Tuesday, February 11, 2014
These Things I Would Like To Confess
One: One day working the cash register at Borders, an older man came through my line with his adult daughter. They were tourists from Poland. "My husband's grandfather is from Poland!" I said in the way of a bored customer service worker trying to get through a shift. The woman translated this to her dad, and his deeply folded eyes lit up. "He asks from where in Poland?" she said with a pleasant accent. I put their books in a bag and told them I didn't know, but wanting to give them more, I went on to say that he had emigrated to the US with his family as a teenager, and they had settled in Chicago before eventually moving on to Southern California. The old Polish man was slightly hunched and intense in the way of elderly Europeans from movies--people who we are meant to understand have had a past. He asked what the family name was, and the daughter explained that he might be able to tell what region they were from by the name. "Zitny," I said, and it was at this point that I remembered that Noah's grandfather is not in fact Polish but Czech. "Did they leave before the war?" Oh shit, I thought. I am getting in deep. "Yes," I said firmly, because I had heard no family lore of Noah's family living out World War II in Europe, and I would not trade war stories with the man, even though I kind of wanted to. I waited for this dignified elder to catch me out. He only corrected my pronunciation of the word Zitny and then reached out to shake my hand, smiling. "He says you are people of the same country," she said. "Countrymen." I smiled and hoped for a forgiving God.
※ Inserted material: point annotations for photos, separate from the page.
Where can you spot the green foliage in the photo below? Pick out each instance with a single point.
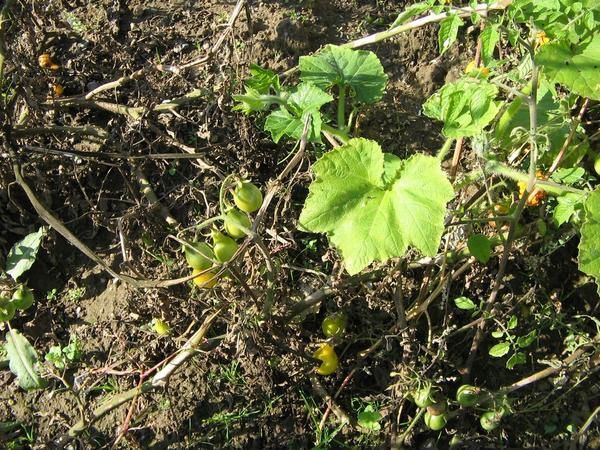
(343, 67)
(369, 418)
(466, 107)
(489, 38)
(567, 205)
(374, 205)
(22, 255)
(64, 357)
(289, 119)
(589, 245)
(22, 361)
(480, 247)
(465, 303)
(411, 11)
(511, 343)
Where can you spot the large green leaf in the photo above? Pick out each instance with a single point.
(341, 66)
(373, 206)
(576, 67)
(466, 107)
(22, 255)
(589, 245)
(289, 119)
(22, 359)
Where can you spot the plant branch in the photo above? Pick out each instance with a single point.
(532, 104)
(159, 381)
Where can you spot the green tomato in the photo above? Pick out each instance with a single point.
(467, 395)
(422, 397)
(232, 219)
(490, 420)
(334, 325)
(224, 247)
(161, 327)
(435, 423)
(329, 359)
(200, 259)
(7, 309)
(22, 298)
(247, 196)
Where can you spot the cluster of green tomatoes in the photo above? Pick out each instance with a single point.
(21, 299)
(333, 326)
(436, 415)
(204, 258)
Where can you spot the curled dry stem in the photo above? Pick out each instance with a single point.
(159, 381)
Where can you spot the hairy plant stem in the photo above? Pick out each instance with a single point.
(445, 148)
(431, 18)
(342, 108)
(533, 154)
(159, 381)
(4, 19)
(340, 134)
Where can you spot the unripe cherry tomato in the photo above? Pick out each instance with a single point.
(467, 395)
(327, 355)
(422, 397)
(7, 309)
(232, 219)
(224, 247)
(22, 298)
(200, 258)
(58, 89)
(161, 327)
(334, 325)
(490, 420)
(435, 423)
(206, 280)
(247, 196)
(45, 60)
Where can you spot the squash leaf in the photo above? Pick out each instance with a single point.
(22, 359)
(361, 70)
(373, 206)
(289, 119)
(466, 107)
(22, 255)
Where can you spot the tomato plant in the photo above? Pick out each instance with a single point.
(334, 325)
(7, 309)
(435, 422)
(234, 221)
(490, 420)
(205, 280)
(224, 247)
(423, 397)
(326, 353)
(468, 395)
(247, 196)
(199, 255)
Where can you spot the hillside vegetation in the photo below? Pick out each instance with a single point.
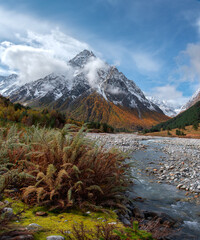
(64, 174)
(25, 116)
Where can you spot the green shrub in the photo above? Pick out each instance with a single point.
(73, 171)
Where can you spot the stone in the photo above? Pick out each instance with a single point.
(55, 237)
(8, 212)
(34, 226)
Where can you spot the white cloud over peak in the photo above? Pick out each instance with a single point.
(170, 94)
(40, 54)
(91, 70)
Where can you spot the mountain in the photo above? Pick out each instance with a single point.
(165, 106)
(92, 91)
(195, 98)
(8, 84)
(186, 118)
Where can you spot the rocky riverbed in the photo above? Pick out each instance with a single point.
(165, 193)
(179, 166)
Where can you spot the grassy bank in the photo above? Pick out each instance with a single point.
(65, 175)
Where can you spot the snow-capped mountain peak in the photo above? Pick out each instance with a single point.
(82, 58)
(165, 106)
(195, 98)
(89, 84)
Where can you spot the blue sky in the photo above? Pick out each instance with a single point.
(155, 43)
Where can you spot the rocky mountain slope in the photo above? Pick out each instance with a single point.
(166, 107)
(8, 84)
(93, 91)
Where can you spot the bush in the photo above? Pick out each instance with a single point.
(195, 126)
(73, 171)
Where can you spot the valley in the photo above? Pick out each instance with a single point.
(167, 178)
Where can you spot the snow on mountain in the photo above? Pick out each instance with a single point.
(8, 84)
(89, 73)
(195, 98)
(165, 106)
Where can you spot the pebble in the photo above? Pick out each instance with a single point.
(55, 237)
(181, 167)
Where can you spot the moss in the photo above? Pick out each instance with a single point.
(56, 224)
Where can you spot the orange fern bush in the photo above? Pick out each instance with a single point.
(73, 171)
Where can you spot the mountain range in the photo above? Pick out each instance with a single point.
(90, 90)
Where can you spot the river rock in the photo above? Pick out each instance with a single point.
(55, 237)
(34, 226)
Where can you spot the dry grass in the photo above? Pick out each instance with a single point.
(69, 169)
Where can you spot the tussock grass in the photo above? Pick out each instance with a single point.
(60, 169)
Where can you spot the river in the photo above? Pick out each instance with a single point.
(161, 197)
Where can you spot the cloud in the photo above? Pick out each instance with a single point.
(145, 62)
(12, 22)
(32, 63)
(40, 54)
(170, 94)
(189, 63)
(115, 90)
(91, 70)
(61, 45)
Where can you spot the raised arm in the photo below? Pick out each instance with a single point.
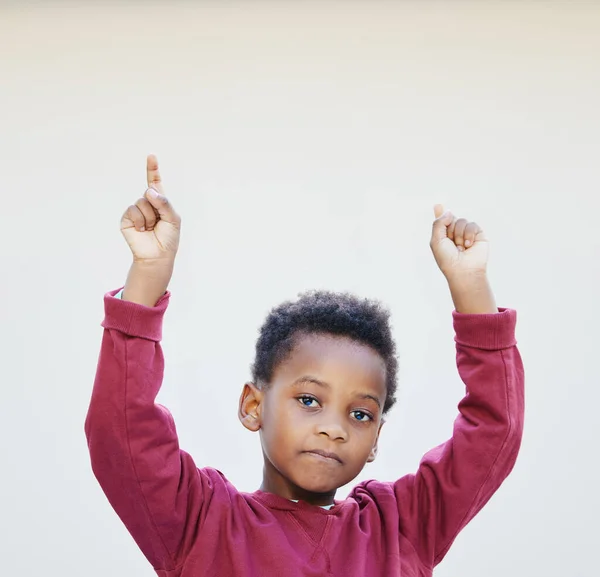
(153, 486)
(456, 479)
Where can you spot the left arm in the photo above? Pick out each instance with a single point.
(455, 480)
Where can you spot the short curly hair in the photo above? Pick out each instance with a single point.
(330, 313)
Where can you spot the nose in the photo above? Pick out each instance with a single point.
(332, 429)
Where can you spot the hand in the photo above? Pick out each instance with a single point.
(150, 226)
(459, 246)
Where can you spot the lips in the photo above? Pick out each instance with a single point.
(325, 455)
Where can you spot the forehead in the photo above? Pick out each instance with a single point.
(339, 361)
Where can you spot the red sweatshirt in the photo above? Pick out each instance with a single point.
(192, 522)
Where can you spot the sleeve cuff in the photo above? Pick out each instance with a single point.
(490, 332)
(133, 319)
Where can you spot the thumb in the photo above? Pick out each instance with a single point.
(443, 219)
(160, 203)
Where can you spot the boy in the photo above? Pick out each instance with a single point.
(324, 377)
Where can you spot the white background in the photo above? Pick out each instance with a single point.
(304, 144)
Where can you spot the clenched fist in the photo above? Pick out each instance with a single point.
(151, 226)
(459, 246)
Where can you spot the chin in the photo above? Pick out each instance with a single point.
(319, 483)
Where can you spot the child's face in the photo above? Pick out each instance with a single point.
(327, 396)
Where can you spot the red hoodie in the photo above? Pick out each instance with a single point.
(192, 522)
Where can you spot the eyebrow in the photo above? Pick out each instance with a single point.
(308, 379)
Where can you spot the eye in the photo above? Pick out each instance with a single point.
(361, 416)
(307, 401)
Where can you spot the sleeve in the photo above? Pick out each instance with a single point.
(456, 479)
(154, 487)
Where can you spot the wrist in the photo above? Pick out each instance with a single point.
(472, 294)
(147, 281)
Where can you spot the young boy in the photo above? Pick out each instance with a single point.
(323, 378)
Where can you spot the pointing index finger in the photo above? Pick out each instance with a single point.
(153, 175)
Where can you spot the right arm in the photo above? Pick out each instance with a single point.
(152, 484)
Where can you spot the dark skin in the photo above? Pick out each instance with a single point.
(326, 397)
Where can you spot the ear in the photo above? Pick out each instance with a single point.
(249, 407)
(375, 448)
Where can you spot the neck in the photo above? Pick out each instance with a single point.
(274, 482)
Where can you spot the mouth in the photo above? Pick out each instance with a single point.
(325, 456)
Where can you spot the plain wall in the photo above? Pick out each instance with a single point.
(304, 144)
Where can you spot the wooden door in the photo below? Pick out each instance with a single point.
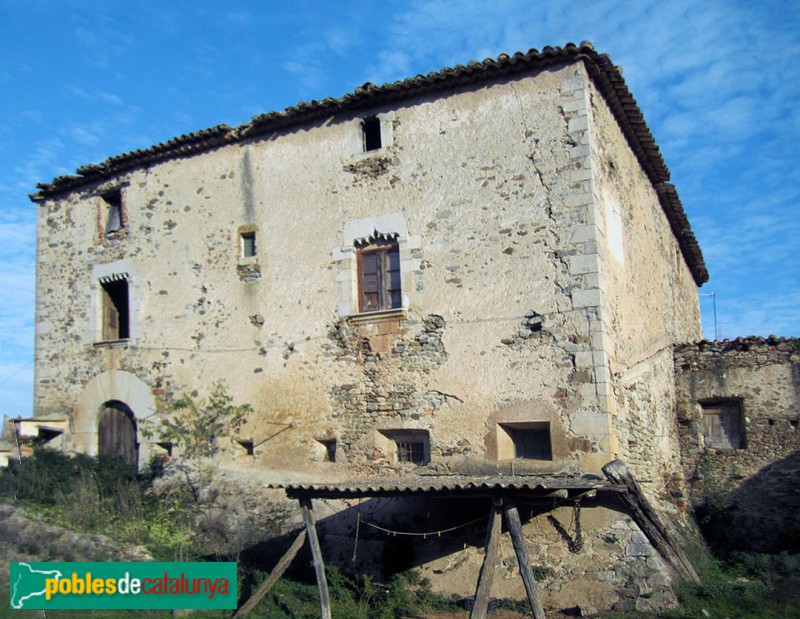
(117, 433)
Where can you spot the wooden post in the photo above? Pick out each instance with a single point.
(316, 553)
(273, 577)
(645, 516)
(515, 528)
(484, 587)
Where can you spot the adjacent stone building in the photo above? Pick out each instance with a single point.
(738, 414)
(478, 271)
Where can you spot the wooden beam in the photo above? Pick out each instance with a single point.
(483, 589)
(645, 516)
(515, 529)
(273, 577)
(316, 553)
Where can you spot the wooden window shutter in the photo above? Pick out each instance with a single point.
(110, 318)
(379, 279)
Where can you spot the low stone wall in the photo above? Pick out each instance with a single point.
(753, 479)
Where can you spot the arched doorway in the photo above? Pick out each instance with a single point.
(116, 433)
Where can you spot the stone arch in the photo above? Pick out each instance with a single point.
(117, 433)
(112, 386)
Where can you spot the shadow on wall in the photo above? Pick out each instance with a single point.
(761, 515)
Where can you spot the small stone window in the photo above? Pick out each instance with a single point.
(330, 449)
(115, 217)
(248, 247)
(371, 133)
(526, 441)
(248, 448)
(411, 446)
(379, 276)
(723, 426)
(116, 315)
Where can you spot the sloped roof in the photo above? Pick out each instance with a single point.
(607, 78)
(450, 485)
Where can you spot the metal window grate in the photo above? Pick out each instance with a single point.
(411, 451)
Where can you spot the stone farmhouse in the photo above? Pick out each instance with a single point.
(475, 274)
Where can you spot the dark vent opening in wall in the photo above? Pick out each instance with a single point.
(371, 128)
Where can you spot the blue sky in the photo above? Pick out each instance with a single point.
(718, 82)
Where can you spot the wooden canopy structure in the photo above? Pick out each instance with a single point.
(505, 492)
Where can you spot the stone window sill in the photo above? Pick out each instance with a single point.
(113, 344)
(365, 317)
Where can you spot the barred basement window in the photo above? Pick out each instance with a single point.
(723, 426)
(379, 276)
(412, 446)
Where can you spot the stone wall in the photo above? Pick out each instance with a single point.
(647, 300)
(756, 482)
(486, 189)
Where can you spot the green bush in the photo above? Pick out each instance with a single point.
(101, 495)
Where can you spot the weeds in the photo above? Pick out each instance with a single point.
(101, 495)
Two: Three nights ago I repeatedly watched the youtube video of figure skater Bryce Davison's skate catching his partner, figure skater Jessica Dube, in the face--the moment that sent her to the hospital and both of them to therapy for PTSD. I did this because I thought it was romantic.
Three: My children were excited for the first two snow days, over it by the third, frustrated by the fourth. Today they have slipped into existential despair. "Will we have to go to school on Saturday?" they ask me, and "Does life have meaning?" They are fretful that their spring break will be taken from them. "Don't worry," I told them. "I won't let them touch your spring break." We have plans for spring break and if Transylvania County Schools comes clawing with their skeleton fingers and scythe, hungry for even more of our joy, I will pack two bags of clothing and apple products. I will set out west across the plains. We will leave our rain boots behind.